Амелия двигалась быстро. Гораздо быстрее, чем мог реагировать накачавшийся дилер. Она прижала его к стене. Ухватила за предплечье, вывернула руку назад. Дернула ее вверх быстрым натренированным движением.
Он вскрикнул, напугав тех, кто находился поблизости. Зеваки бросились врассыпную.
Человек, почти совсем мальчишка, со слезами упал на землю. Его рука повисла под немыслимым углом. Бесполезно повисла.
– Следующей будет твоя нога. А потом шея, – сказала Амелия. Она присела рядом с ним, закатала рукав, обнажила предплечье. – Дэвид. Где Дэвид?
Арман двигал головой туда-сюда, словно перемена точки наблюдения могла помочь ему видеть лучше.
Но ее тело перекрывало ему обзор, и, хотя запись имела звуковую дорожку, Амелия располагалась спиной к нему, а потому многих слов он не мог разобрать.
Потом он увидел, как она встала, ногой перевернула человека.
Услышал его крик. Потом Амелия со своей бандой вышла из кадра. Молодой человек, который находился рядом с дилером, теперь развернулся и пошел за Аме-лией.
Арман прищурил глаза, нахмурился. Потом вернулся к началу видео, просмотрел его еще раз, еще. Наконец что-то привлекло его внимание.
Он остановил кадр. Стал его увеличивать. Четкость становилась все хуже, но Гамаш продолжал увеличивать. Все ближе и ближе.
И лицо свое он приблизил к экрану, ближе, еще ближе, пока его нос почти не уперся в него. Нет, то, что она делала со своим предплечьем, не было жестом. Оно, как Арман увидел теперь, было обнажено.
И это при минус двадцати градусах.
Он мог назвать две причины, по которым человек мог закатать рукав.
Закачать себе наркотик в вену, но у нее его не было.
Или чтобы показать что-то кому-то.
А на ее руке он видел нечто. Одну из ее татуировок.
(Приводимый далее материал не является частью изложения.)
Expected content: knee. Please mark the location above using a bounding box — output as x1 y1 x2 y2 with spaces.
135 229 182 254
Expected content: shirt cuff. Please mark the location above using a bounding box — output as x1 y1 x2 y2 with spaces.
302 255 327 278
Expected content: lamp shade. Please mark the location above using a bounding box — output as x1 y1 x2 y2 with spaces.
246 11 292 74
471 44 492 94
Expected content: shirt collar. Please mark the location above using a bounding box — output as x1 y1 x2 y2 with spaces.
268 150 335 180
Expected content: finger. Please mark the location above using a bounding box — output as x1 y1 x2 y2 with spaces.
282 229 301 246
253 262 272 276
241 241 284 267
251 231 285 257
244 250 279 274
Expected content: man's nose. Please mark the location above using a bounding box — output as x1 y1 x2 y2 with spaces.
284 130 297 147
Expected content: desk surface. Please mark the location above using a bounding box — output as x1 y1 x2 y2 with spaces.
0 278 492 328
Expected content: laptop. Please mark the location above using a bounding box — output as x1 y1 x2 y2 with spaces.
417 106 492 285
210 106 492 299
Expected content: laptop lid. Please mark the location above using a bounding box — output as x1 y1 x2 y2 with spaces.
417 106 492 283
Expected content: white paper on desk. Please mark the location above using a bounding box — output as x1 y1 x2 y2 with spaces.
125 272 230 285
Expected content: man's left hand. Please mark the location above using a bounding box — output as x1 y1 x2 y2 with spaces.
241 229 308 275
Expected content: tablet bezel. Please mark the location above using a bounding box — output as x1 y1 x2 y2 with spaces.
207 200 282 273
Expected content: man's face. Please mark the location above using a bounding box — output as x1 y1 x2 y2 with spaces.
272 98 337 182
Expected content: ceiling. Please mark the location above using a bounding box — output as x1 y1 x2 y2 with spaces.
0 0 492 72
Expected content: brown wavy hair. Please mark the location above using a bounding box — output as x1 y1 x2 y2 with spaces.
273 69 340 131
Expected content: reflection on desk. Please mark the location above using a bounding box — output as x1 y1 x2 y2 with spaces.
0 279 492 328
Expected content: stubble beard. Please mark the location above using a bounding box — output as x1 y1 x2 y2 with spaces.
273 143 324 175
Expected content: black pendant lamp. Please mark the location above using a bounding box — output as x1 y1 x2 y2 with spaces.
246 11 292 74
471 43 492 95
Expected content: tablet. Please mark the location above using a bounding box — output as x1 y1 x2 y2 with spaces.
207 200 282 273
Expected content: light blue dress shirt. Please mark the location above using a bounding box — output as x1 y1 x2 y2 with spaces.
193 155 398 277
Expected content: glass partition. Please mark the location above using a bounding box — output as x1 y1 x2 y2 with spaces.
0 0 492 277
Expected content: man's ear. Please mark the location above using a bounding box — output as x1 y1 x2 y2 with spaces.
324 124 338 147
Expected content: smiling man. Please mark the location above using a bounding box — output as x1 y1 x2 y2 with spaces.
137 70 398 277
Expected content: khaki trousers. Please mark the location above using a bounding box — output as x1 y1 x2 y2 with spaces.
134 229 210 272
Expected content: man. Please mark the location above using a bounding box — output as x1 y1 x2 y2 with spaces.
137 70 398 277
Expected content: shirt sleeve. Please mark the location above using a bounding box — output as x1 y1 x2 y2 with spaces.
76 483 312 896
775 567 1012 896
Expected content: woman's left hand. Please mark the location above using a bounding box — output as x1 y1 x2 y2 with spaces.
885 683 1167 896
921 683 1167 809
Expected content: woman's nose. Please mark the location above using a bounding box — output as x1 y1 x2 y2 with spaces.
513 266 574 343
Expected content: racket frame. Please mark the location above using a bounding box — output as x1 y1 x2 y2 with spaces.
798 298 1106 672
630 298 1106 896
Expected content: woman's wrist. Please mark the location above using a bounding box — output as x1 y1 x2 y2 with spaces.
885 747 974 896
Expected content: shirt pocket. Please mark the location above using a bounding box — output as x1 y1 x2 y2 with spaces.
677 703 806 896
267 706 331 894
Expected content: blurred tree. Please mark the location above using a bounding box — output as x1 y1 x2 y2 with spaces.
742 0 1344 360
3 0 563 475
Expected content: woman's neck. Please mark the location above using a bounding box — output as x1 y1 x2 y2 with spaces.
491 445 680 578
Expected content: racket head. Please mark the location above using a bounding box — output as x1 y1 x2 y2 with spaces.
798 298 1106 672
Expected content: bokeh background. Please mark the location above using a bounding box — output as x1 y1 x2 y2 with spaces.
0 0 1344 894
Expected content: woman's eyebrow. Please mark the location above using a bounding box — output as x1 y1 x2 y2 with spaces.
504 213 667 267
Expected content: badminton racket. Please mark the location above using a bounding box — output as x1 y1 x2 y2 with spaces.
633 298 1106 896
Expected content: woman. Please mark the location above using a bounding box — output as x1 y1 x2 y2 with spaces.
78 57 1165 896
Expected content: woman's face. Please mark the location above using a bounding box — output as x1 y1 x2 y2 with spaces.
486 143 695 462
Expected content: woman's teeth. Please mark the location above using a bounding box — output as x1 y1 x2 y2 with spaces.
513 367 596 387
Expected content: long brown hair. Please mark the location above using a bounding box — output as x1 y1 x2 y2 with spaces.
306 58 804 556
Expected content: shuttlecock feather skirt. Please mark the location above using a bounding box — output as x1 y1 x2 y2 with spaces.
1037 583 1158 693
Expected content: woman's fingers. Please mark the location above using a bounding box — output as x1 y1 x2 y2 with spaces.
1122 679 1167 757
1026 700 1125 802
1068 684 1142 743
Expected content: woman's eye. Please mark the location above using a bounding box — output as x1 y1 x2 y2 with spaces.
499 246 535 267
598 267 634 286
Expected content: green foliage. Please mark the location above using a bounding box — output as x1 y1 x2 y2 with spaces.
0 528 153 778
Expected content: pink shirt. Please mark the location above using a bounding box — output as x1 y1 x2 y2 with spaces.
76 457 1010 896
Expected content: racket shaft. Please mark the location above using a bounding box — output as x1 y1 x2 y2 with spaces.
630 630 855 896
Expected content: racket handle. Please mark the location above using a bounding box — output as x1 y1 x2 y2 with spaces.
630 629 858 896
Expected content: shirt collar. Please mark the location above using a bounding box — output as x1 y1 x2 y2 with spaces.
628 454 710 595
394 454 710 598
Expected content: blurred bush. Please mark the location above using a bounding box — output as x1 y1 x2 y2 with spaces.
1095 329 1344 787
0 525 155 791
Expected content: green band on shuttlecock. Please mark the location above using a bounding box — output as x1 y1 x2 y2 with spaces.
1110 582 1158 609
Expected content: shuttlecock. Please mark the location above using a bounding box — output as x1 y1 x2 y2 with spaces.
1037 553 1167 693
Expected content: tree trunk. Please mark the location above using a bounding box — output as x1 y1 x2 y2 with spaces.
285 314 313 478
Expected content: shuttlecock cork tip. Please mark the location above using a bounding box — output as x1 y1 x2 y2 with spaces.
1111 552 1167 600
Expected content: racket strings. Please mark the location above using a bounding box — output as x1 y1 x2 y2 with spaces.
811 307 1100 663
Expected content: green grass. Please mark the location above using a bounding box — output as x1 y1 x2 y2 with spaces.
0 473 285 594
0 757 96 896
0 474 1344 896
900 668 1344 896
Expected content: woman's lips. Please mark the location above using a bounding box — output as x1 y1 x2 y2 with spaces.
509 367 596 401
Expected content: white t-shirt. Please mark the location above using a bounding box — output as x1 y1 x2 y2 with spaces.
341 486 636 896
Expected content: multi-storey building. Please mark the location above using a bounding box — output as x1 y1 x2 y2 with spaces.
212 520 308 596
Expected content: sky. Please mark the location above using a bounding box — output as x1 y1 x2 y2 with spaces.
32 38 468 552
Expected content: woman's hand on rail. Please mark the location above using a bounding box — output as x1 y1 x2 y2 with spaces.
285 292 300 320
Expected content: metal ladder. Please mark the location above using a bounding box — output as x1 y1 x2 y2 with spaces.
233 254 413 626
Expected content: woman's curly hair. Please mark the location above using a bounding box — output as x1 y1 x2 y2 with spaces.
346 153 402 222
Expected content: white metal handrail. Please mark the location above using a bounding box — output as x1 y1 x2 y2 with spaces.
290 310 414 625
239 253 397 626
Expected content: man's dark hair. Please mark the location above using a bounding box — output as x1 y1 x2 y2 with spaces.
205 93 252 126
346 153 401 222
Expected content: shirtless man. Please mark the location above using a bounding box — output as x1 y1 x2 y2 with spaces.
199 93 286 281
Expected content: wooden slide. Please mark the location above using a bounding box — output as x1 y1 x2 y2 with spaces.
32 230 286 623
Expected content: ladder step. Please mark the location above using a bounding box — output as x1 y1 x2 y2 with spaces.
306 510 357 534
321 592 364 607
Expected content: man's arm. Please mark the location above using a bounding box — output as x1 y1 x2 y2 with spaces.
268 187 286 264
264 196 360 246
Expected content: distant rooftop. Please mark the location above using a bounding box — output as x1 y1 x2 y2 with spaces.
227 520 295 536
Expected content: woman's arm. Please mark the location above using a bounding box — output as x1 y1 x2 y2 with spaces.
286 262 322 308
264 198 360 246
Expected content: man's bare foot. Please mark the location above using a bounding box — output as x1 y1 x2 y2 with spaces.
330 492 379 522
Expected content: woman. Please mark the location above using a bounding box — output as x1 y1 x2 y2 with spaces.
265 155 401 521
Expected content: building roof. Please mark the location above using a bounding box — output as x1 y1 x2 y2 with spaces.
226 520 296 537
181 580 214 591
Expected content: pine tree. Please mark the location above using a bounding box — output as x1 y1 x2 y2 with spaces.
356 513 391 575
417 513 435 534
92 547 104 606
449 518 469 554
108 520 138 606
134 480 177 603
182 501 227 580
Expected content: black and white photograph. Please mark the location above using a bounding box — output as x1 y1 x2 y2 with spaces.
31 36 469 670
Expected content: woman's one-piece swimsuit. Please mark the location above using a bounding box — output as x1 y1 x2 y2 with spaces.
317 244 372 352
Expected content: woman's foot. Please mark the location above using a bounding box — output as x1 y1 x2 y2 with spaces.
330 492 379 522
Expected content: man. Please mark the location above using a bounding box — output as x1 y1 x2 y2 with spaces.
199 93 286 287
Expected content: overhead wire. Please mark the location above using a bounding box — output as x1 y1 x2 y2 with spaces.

Несколько раз ему приходилось наблюдать фрагменты ее наколок, когда манжеты формы задирались слишком высоко. Но никогда не видел их целиком. Теперь он мог это сделать.
Игла татуировщика неплохо поработала. Тонко. Никакой картинки он не видел. Только слова, переплетшиеся. Вверх и вниз по ее предплечью. Хотя он не мог прочесть их, но видел: некоторые из них на латыни. Некоторые на греческом. На французском и английском.
Ее тело, казалось, представляло собой разновидность Розеттского камня. Который мог отпереть, декодировать Амелию.
Ему хотелось прочесть татуировку.
Но кое-что на ней выделялось. Дерзко выделялось на ее коже. Скорее напоминало граффити, отличаясь от четких очертаний других слов.
Он пригляделся. Потом откинулся назад в надежде, что, как и с картиной, расстояние даст ему перспективу. Не дало.
Арман еще больше увеличил изображение. Проклиная плохо видевшие глаза.